Abstract

The estimation of soft biometrics of a subject, including age, through the gait analysis is a challenging area of research due to variations in individuals' gaits and the effect of ageing on gait patterns. In this paper, we present the results of age estimation based on the analysis of inertial data of human walk. We have recorded 6D accelerations and angular velocities of 86 subjects while performing standardized gait tasks using chest-mounted inertial measurement units. The recorded data were segmented to decompose the long sequences of signals into single steps. For each step, we compute a total of 50 spatio-spectral features from 6D components. We trained three different machine learning classifiers-random forests, support vector machines, and multi-layer perceptron-to estimate the human age. Two different types of cross validation strategies, i.e., tenfold and subjectwise cross validation were employed to gauge the performance of the estimators. The results reveal that it is possible to predict the age of a subject with higher accuracy.

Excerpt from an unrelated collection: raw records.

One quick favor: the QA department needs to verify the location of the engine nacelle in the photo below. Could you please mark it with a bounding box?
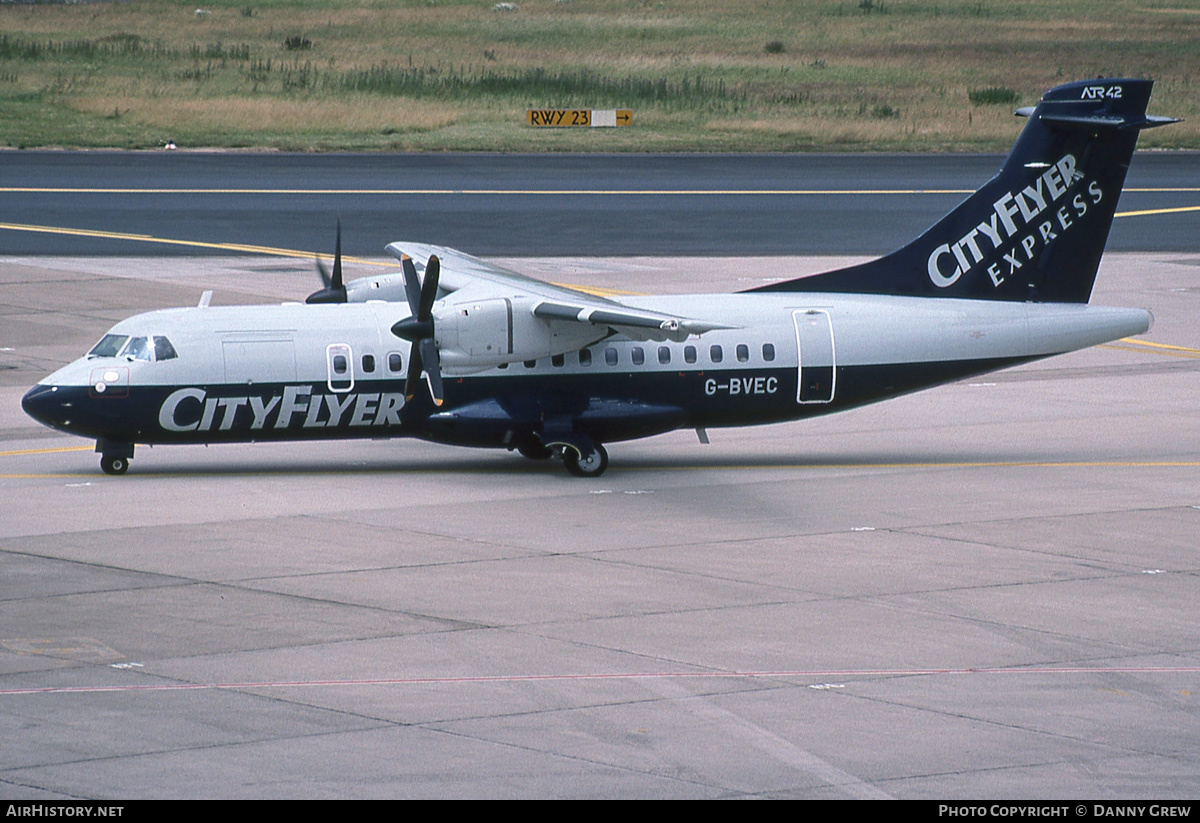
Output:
[433,296,610,374]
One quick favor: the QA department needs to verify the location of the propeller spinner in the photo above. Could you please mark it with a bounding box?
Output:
[305,217,346,304]
[391,254,442,406]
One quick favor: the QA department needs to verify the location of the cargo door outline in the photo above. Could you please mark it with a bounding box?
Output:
[792,308,838,404]
[325,343,354,394]
[221,334,296,385]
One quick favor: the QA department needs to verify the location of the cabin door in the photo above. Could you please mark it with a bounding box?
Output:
[792,308,836,403]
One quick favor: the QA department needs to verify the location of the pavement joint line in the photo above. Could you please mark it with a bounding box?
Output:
[0,666,1200,697]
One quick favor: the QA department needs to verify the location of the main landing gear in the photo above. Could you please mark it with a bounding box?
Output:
[563,443,608,477]
[96,440,133,475]
[517,435,608,477]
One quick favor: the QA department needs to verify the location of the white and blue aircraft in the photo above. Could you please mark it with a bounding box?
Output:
[22,79,1175,477]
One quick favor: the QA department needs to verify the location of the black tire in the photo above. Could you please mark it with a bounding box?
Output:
[100,455,130,475]
[517,440,554,459]
[563,443,608,477]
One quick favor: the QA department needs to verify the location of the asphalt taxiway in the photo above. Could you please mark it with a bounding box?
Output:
[0,253,1200,800]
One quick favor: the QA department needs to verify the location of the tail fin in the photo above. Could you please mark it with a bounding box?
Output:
[751,79,1176,302]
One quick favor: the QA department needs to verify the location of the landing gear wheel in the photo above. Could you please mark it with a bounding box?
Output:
[563,443,608,477]
[517,440,554,459]
[100,455,130,475]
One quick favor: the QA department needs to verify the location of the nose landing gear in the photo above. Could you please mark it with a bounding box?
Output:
[96,440,133,475]
[563,443,608,477]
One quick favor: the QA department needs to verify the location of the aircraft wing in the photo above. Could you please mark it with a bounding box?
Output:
[388,241,732,342]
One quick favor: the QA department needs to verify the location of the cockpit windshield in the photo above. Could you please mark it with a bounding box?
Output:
[121,337,154,361]
[88,335,179,362]
[154,336,179,360]
[88,335,130,358]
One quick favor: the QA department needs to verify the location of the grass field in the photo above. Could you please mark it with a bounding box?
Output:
[0,0,1200,151]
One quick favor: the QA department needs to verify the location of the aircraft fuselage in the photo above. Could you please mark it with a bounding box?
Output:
[24,294,1150,447]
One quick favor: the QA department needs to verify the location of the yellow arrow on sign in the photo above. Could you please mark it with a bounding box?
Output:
[526,109,634,128]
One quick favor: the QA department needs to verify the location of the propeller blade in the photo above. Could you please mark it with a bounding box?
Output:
[400,254,421,317]
[305,217,347,304]
[404,335,424,403]
[419,337,443,406]
[317,257,334,289]
[416,254,442,320]
[330,217,346,292]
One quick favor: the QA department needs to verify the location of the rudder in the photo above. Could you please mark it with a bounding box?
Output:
[750,79,1176,302]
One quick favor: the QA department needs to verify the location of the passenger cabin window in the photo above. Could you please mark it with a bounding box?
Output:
[325,343,354,392]
[88,335,130,358]
[121,337,154,362]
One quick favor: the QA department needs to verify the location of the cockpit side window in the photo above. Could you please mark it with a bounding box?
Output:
[88,335,130,358]
[121,337,154,362]
[154,337,179,360]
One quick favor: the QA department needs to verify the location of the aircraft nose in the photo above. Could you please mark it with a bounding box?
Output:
[20,384,64,426]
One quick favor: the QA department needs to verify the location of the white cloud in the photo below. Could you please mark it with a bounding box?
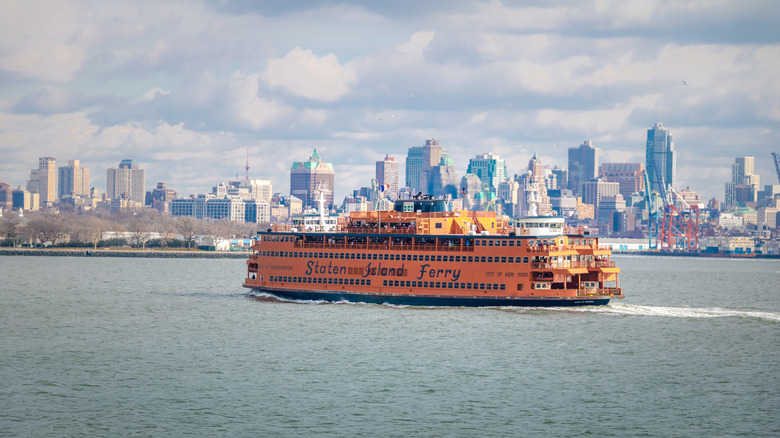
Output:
[263,47,357,102]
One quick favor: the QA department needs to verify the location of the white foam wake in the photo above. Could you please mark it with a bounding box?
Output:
[588,303,780,322]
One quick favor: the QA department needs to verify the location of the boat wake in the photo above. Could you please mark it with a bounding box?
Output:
[572,303,780,322]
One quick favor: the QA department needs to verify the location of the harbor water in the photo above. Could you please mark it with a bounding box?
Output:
[0,256,780,437]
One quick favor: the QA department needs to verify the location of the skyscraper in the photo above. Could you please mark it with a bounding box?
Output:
[57,160,89,199]
[467,154,507,194]
[419,138,446,194]
[724,157,761,207]
[429,157,460,199]
[376,155,398,201]
[290,149,335,208]
[645,122,677,192]
[406,146,423,193]
[106,160,146,205]
[27,157,57,207]
[599,163,645,199]
[568,140,599,196]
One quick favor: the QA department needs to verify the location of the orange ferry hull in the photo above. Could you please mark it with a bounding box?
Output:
[244,285,612,307]
[244,199,623,307]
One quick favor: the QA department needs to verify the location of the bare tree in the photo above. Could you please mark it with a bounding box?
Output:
[127,216,151,249]
[176,216,201,251]
[152,216,176,251]
[73,215,113,249]
[0,212,26,247]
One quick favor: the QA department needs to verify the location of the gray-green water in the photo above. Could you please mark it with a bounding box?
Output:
[0,256,780,437]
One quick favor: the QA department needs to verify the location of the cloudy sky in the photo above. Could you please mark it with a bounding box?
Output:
[0,0,780,199]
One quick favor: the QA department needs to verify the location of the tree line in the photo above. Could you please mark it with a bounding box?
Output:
[0,209,267,250]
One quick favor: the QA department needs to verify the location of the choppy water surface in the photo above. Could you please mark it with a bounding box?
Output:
[0,256,780,437]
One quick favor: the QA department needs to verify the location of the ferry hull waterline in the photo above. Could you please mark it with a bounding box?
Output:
[244,198,623,307]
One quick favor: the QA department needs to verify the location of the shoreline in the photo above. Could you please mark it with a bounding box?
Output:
[0,248,250,259]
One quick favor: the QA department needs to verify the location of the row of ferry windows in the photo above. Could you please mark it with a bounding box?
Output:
[270,275,371,286]
[263,236,560,248]
[260,251,528,263]
[382,280,506,290]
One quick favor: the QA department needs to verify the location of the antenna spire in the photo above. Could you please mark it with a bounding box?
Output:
[246,145,249,184]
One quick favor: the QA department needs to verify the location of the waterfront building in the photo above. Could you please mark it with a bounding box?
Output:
[106,159,146,205]
[27,157,57,207]
[645,122,677,193]
[599,163,645,199]
[376,155,398,201]
[145,181,178,214]
[0,181,14,211]
[568,140,599,196]
[756,198,780,230]
[11,187,41,211]
[57,160,89,199]
[290,149,336,209]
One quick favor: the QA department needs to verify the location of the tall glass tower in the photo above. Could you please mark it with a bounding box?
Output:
[645,122,677,192]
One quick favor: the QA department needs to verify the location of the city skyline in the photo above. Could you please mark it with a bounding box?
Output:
[0,1,780,201]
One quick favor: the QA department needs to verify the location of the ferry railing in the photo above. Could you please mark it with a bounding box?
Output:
[531,260,615,269]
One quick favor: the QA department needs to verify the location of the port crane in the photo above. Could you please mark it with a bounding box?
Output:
[645,167,699,252]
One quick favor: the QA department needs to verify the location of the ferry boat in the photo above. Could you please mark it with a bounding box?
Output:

With a random forest regressor, when trained and validated on hybrid data, we achieved an average root mean square error of 3.32 years and a mean absolute error of 1.75 years under tenfold cross validation and average root mean square error of 8.22 years under subjectwise cross validation. Since our participants belong to two different demographical regions, i.e., Europe and South Asia, we confirm on broader empirical basis previous findings that age information is present in the human gait. Our proposed approach allows rather robust estimations of age based on the inertial data of a single step, as the used data consist of those collected on different ground surfaces, and the participants were also told to walk pretending different emotional states. The findings on the existing data point out the change of gait while aging, which will also imply that person identification using the gait depends on data that is not too old.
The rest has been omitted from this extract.